A less well known but significant issue is the invalidation of thousands of UK-held registrations under the EU REACH chemicals regulatory framework. This could prevent the supply of substances essential for many EU, UK and pan-European supply chains. Consequently, EEF members could experience major disruption to their businesses. A further related problem, is the potential invalidation of authorisations, relied upon by some manufacturers to use particular substances deemed to be ‘of very high concern.
Introduced in 2007, REACH is the system that regulates the safe use of chemical substances placed on the EU market. It requires businesses to assess and register chemicals with the European Chemicals Agency (ECHA) which receives and evaluates registration dossiers and generally acts as a coordinator for REACH processes. It also has expert committees advising on future controls under REACH. A “no deal” scenario could mean the UK, which currently has a role in this process can no longer maintain its presence on committees.
The end of May this year marked a significant milestone for REACH as the deadline passed for registering existing substances on the market since 2007. ECHA now holds data on 21,551 substances which has only been achieved because of enormous effort and expense.
Many in industry are concerned that the significant financial investment and hard work by them and their suppliers could go to waste.
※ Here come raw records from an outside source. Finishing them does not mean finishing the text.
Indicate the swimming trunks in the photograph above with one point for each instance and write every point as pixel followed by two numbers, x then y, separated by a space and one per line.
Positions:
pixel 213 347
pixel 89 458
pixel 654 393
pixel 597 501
Moreover, an alternative parallel system could be complex and potentially expensive. The overall feeling is that while there could be some winners, on balance the cost of regulatory compliance would significantly outweigh the benefit of divergence.
In March this year, the Prime Minister appeared to recognise this and suggested the Government would seek “associate membership” of ECHA amongst other EU agencies. The concept of “associate membership” is unprecedented and recent comments from the EU’s negotiating team suggest this may not be achievable. If some form of “associate membership” were achieved through the negotiations, it is not yet clear which obligations and responsibilities the UK would undertake as part of any final arrangement. Nonetheless, this could mean that some progress is being made, opening up more options for the UK’s future with the EU chemicals regime. As a result, we have been talking to our members about what they want from “associate membership” and the key issue is that trade across the new UK-EU27 border is not interrupted, or in the longer term, costs increased by regulatory complexity. See our paper here for more details.
Planning for all eventualities
Overall, perhaps it is easier to imagine a “UK REACH” rather than the UK being allowed to select parts of the EU regulatory framework without accepting the jurisdiction of the European Court of Justice. Additionally, the potential for a continued role in decision making processes could be an important element to minimising the long-term risk of EU policy taking an undesirable direction. Whatever system emerges from the negotiations, it will require regular checks via some kind of bi-lateral joint committee between the EU and UK with the potential for the UK to opt-out over time.
All of this is of course subject to the outcome of negotiations and in the meantime, manufacturers are trying to deal with very limited certainty or even basic advice on planning for the future. Government should therefore keep businesses in the loop as the negotiations progress and prioritise a workable plan to protect trade in case of a “no deal” scenario. Either way, businesses would also do well to start looking at their supply chains and mapping potential issues.